Friday, 23 May 2014

MAY 2014 : NEPAL : DAY 15 : Numbhang (4000m) - Kyanjing Gompa (3800m)



               
          


           Day 15 : Numthang (4000m) - Kyanjing Gompa (3800m)

Day 15 : Numbhang to Kyanjing Gompa (4 hours)

Yeah, a sleep-in until 7.30am, supposedly...but woke at 5am - amazing sight - full moon over mountains. Sunny, sunny day so breakfast outside surrounded by mountain ranges. We left the campsite at about 8.30, leaving on a soft path along the river.

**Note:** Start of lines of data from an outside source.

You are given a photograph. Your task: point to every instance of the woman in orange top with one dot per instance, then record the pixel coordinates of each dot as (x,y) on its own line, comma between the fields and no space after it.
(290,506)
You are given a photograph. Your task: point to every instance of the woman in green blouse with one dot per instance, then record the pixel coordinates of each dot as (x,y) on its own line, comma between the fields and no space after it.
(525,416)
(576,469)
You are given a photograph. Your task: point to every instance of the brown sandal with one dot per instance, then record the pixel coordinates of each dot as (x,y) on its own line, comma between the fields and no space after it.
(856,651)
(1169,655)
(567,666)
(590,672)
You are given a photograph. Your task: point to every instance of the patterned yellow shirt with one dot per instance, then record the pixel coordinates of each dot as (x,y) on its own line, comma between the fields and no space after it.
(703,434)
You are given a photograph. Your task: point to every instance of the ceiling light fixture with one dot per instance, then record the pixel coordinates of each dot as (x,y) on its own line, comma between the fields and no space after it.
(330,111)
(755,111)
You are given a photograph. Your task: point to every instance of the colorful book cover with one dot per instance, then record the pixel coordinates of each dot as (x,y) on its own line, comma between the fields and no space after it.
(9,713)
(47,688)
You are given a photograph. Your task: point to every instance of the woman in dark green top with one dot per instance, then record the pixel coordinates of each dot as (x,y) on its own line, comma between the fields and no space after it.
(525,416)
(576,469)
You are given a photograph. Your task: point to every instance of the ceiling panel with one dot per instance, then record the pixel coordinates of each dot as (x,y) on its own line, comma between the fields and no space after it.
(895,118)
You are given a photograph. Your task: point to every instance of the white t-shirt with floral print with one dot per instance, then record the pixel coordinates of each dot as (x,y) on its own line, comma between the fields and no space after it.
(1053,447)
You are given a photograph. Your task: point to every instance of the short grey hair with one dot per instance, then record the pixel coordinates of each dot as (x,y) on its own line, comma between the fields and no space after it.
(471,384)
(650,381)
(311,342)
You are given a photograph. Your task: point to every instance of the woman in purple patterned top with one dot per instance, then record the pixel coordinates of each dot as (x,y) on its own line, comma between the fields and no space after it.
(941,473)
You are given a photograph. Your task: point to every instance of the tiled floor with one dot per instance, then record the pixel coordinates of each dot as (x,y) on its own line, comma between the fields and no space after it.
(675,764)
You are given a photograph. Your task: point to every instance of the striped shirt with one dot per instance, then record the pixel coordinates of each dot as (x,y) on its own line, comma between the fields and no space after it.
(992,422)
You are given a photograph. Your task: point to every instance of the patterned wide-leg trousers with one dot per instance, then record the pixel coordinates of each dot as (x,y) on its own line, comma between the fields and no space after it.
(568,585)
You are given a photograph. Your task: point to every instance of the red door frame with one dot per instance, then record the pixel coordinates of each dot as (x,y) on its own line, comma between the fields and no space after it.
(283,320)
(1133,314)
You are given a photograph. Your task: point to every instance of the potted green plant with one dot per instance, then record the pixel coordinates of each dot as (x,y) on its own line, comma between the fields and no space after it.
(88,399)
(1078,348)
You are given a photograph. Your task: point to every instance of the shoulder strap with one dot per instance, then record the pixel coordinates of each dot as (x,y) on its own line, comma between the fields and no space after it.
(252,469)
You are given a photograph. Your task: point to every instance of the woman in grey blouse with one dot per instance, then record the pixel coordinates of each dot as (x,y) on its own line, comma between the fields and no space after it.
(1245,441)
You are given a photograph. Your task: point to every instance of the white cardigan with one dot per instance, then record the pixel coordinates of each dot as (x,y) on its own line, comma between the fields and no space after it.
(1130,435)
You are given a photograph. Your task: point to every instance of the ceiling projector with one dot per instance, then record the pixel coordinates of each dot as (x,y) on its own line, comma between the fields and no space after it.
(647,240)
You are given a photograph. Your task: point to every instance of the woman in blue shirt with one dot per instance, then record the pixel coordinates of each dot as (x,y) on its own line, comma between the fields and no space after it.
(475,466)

                                        
        


        

       
 Yaks were grazing, birds coasting down the river valley, native irises and primulas bordering the track, thar (wild goats) high on the hillsides. Satish pointed out the spot, Kanja La Pass, where a young trekker spent a month or so holed up in a cave, surviving only on a Mars Bar. This pass links the Langtang Valley to the Helambu. We had our first glimpse Langtang Lirung (7227m) and Langtang  (6956m). It is very rare for people to climb these peaks because there is a legend that you will die within a month of climbing.

    




We enjoyed a leisurely meander despite a cool headwind. Suddenly the scenery changed with a huge white expanse of stones - a rock glacier, in fact. We could see mist moving down the valley and the temperature plummeted. It was a relief to see our destination - the small settlement of Kyanjing Gompa.

       
        3 of our porters looking like 3 Wise Men crossing the desert of white moraine stones

       

 It is essentially made up of hostels or tea houses and some small handicraft stalls. We are settled in a large field in front of one of the lodges. The kitchen staff have taken over the lodge kitchen as Satish only trusts his own staff to serve our food to a high enough standard.


       


We've had an entertaining afternoon investigating the area. Bob, Lorraine and I were seduced into looking at a lady's handicrafts in her small one-roomed home. We all succumbed and bought some yak wool handicrafts for a few dollars. There are only a few tourists in the township - about 20. It must be so hard for them to make a living.



      

Friendly locals. Mainly Tibetan origin.

Satish had organised for us to visit the cheese factory. Established in the 1954 with Swiss technology but is now a run by the Nepalese Board of Agriculture. It operates during June and July
employing 12 locals. It produces a hard aromatic yak (technically nak - a female yak) cheese. Karin is a cheese aficionado and cheese maker bought some for us all to taste. Delicious. 

       
      
We then visited the 600 year-old Buddhist monastery, after which the village is named. A small basic, dark building with all the usual trappings - ornate paintings, colourful icons and shelves of prayer books, written in exquisite Tibetan script.


       

Lots of activity to keep us occupied for our last night camping.
Wonderful news. We were able to use a satellite phone today and we have found out that our son, Nick, and his wife, Kristie, had a baby girl, Pippa, on Friday 9 May. It is great to be in contact with the outside world again. We have not seen any foreigners until yesterday - 2 glaciologists from London University and a Norwegian yoga teacher.
We are also looking forward to some warm weather as we are still experiencing intermittent snow falls. And a hot shower, wouldn't go amiss.